Enfin, le bref résume sur la conception de l’amour d’un point de vue philosophique voire psychanalytique devra permettre de questionner les mythes ainsi que les évidences qui ankylosent le sujet dans une forme d’auto aliénation, ce qui caractérise l’imaginaire algérien
La communication amoureuse en Algérie est une salade de mots, la populace décide continuellement de prendre la parole pour ne rien dire au grand dam de son inconscient qui converse “malgré lui”.

Les discours avec ses congénères font écran dans cette joute oratoire, en réduisant le différent à l’identique pour terminer dans la dictature de la “mêmeté”, celle-ci, provoquent le dissentiment et la haine en creusant le fossé et dénigrant l’universalité de la raison qui manifeste la perception du citoyen vrai, l’alter ego comme présent dans le monde.
Ce caractère d’imprévisibilité favorise l’extinction progressive du désir et de la négation de l’altérité en voulant étouffer dans l’œuf ceux qui osent défier l’ordre établi en qualifiant de transgression de la loi du père primitif.

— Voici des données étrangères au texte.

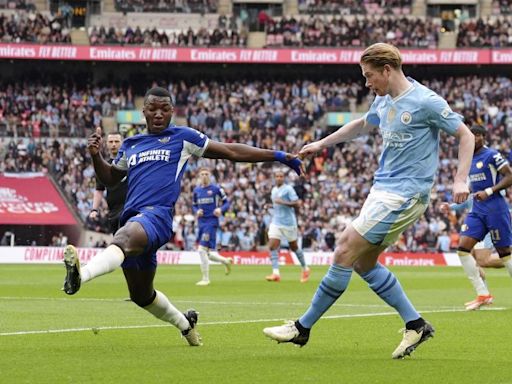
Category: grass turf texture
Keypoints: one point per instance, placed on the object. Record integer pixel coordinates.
(115, 341)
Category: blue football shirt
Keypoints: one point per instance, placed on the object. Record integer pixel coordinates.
(283, 214)
(208, 199)
(484, 173)
(410, 125)
(155, 164)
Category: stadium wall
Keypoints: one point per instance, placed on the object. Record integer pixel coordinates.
(53, 255)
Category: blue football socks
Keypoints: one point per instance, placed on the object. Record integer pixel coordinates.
(382, 281)
(274, 258)
(330, 289)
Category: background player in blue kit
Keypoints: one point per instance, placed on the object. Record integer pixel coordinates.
(155, 164)
(205, 204)
(284, 226)
(489, 176)
(410, 118)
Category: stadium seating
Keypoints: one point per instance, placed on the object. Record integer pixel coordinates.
(273, 115)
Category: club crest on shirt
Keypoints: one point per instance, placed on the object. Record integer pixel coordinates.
(445, 112)
(406, 118)
(391, 114)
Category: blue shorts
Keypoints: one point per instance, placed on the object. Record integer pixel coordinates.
(157, 223)
(498, 225)
(207, 236)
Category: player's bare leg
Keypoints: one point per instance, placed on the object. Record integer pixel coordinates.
(306, 271)
(485, 258)
(505, 256)
(274, 245)
(355, 252)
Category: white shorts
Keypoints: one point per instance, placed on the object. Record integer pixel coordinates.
(386, 215)
(281, 232)
(486, 243)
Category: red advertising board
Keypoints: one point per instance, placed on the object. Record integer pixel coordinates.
(244, 56)
(31, 199)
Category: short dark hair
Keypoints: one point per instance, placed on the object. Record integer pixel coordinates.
(479, 129)
(158, 92)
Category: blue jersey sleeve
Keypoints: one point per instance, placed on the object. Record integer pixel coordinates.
(195, 206)
(440, 114)
(498, 160)
(292, 195)
(224, 199)
(194, 142)
(372, 117)
(121, 161)
(468, 204)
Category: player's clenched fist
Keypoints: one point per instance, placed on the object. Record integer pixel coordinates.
(309, 149)
(94, 142)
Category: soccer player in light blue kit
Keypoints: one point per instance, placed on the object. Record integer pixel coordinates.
(205, 203)
(489, 176)
(284, 226)
(155, 164)
(410, 118)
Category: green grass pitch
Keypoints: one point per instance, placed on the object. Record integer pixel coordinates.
(97, 336)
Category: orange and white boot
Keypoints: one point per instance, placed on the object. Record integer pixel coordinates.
(480, 301)
(273, 277)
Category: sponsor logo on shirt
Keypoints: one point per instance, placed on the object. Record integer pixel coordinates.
(406, 118)
(151, 155)
(394, 139)
(477, 177)
(446, 112)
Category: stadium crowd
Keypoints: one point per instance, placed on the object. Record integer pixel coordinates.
(358, 31)
(351, 7)
(34, 27)
(184, 6)
(281, 116)
(494, 32)
(34, 109)
(154, 37)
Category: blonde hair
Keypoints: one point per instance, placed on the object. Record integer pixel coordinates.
(380, 54)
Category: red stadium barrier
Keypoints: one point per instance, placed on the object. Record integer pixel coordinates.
(22, 255)
(31, 199)
(239, 55)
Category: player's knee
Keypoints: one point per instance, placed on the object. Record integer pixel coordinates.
(142, 299)
(463, 250)
(503, 252)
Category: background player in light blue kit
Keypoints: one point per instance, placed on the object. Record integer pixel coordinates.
(205, 204)
(489, 176)
(284, 226)
(410, 118)
(155, 164)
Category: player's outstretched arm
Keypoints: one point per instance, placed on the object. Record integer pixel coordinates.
(247, 154)
(349, 131)
(466, 148)
(504, 183)
(108, 174)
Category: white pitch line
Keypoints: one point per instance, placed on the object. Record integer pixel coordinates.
(331, 317)
(120, 300)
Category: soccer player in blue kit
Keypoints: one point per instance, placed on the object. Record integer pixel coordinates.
(410, 118)
(205, 204)
(489, 176)
(284, 226)
(155, 164)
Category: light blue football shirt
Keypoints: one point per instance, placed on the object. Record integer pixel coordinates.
(284, 215)
(410, 125)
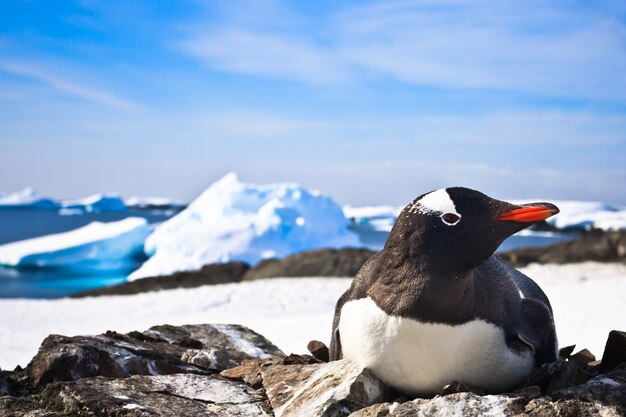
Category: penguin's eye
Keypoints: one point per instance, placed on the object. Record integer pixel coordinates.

Les bonnes gens qui vivent autour de la populace savent que si la passion existe, elle sera pénétrée de regrets et de remords. Mais pour combler le rire sardonique de ce refoulement moribond , le désir de procréation devient désir exclusif , le couple s’installe confortablement “l’encouplement” et pense la progéniture et l’avare a son argent . Tout se cogite, se sacrifie sur l’autel du désir de la contrainte sociale. Le visage angélique de la “raliance” est dominé par la sanctification de l’abîme. La conception onirique du couple s’éveille sous le joug de la tyrannie patentable puisque le refoulement de l’origine ne saurait estomper le souvenir de l’interdit dans son ensemble. Le raisonnement boiteux de l’autorité parentale constitue le plus grand despotisme et cette forme d’infantilisations entraîne une attitude de mépris quand on qualifie les adultes d’enfants immatures qu’il faut surveiller en permanence encadrer et gérer
Au-delà de la tyrannie du culte du silence imposé, succède une éducation uniformisée voire cléricaliser qui exprime une sorte de trahison à l’encontre des principes dictés et intériorises par la tradition.

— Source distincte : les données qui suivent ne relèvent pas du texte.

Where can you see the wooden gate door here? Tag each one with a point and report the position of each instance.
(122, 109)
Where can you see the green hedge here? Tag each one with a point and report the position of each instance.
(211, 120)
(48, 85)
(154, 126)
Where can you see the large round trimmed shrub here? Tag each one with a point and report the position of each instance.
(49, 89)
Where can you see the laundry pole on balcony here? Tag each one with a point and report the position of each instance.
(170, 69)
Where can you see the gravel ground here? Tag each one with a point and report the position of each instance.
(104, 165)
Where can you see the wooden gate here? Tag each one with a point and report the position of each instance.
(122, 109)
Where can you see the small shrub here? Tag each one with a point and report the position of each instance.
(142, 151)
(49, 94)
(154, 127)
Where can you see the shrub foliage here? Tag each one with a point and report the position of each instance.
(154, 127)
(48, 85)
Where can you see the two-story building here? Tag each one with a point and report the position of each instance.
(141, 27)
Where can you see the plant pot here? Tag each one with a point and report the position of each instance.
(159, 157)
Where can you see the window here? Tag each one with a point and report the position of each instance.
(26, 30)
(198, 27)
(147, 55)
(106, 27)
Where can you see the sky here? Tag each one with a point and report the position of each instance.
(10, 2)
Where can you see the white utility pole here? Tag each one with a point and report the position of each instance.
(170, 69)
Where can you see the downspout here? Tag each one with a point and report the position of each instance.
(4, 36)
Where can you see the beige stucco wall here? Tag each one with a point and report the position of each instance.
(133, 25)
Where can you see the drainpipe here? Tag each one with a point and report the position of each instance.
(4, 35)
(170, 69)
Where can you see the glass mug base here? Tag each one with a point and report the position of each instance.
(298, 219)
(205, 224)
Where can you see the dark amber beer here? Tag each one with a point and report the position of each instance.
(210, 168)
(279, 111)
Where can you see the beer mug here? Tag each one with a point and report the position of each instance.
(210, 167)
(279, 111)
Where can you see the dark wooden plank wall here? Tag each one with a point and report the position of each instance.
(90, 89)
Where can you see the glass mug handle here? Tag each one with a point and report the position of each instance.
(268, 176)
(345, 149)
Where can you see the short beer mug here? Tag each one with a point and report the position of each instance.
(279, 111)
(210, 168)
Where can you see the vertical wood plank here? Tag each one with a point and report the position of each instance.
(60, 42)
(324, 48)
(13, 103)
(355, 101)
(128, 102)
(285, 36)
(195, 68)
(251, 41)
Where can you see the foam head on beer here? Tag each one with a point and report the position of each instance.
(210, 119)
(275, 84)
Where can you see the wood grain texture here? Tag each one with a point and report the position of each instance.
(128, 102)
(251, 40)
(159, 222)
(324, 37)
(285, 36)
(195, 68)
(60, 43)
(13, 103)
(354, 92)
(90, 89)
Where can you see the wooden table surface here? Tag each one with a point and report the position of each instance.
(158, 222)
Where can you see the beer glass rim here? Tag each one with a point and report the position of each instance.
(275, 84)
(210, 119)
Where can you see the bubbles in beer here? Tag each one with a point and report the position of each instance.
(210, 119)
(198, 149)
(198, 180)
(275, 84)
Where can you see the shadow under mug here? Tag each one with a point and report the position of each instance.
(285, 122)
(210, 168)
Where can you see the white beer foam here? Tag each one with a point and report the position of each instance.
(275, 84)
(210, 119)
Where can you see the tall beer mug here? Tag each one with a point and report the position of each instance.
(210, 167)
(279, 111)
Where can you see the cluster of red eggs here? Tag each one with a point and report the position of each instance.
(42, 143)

Cette forme d’indigence nous rappelle le philosophe Sartre et sa citation :

“au-delà de ce que je suis de par l’hérédité et de ce qu’on a fait de moi par le milieu et l’éducation, il y a ce que je fais avec ce que je suis et ce qu’on a fait de moi”

Alors comment peut-on prétendre aborder la nature du couple dans une structure sociale où liberté est synonyme d’un périple semé d’embûches en raison des contradictions voire des paradoxes que génère cette éducation pathologique.

Devant les coups implacables remplis de musellement de subjectivité, l’individu en proie à l’irrationnelle impétuosité du désir de l’interdit, succède l’aliénation qui ne voit en la femme qu’un objet sexuel quand on doit subir la frustration sexuelle.
Il faudrait dire que la périlleuse gymnastique qui détermine cette intoxication de dépendance est qu’elle représente dans le refus coupé le cordon ombilical.

À cet égard, l’amour tabou se voit fléchir tout en refoulant tout désir sexuel. Devant ce fantasme, la nappe bien lisse de la phallocratie prend le dessus sur la gent féminine et l’amoureux fruste va le culbuter dans son imagination perverse afin de créer à lui seul un Kama Sutra local.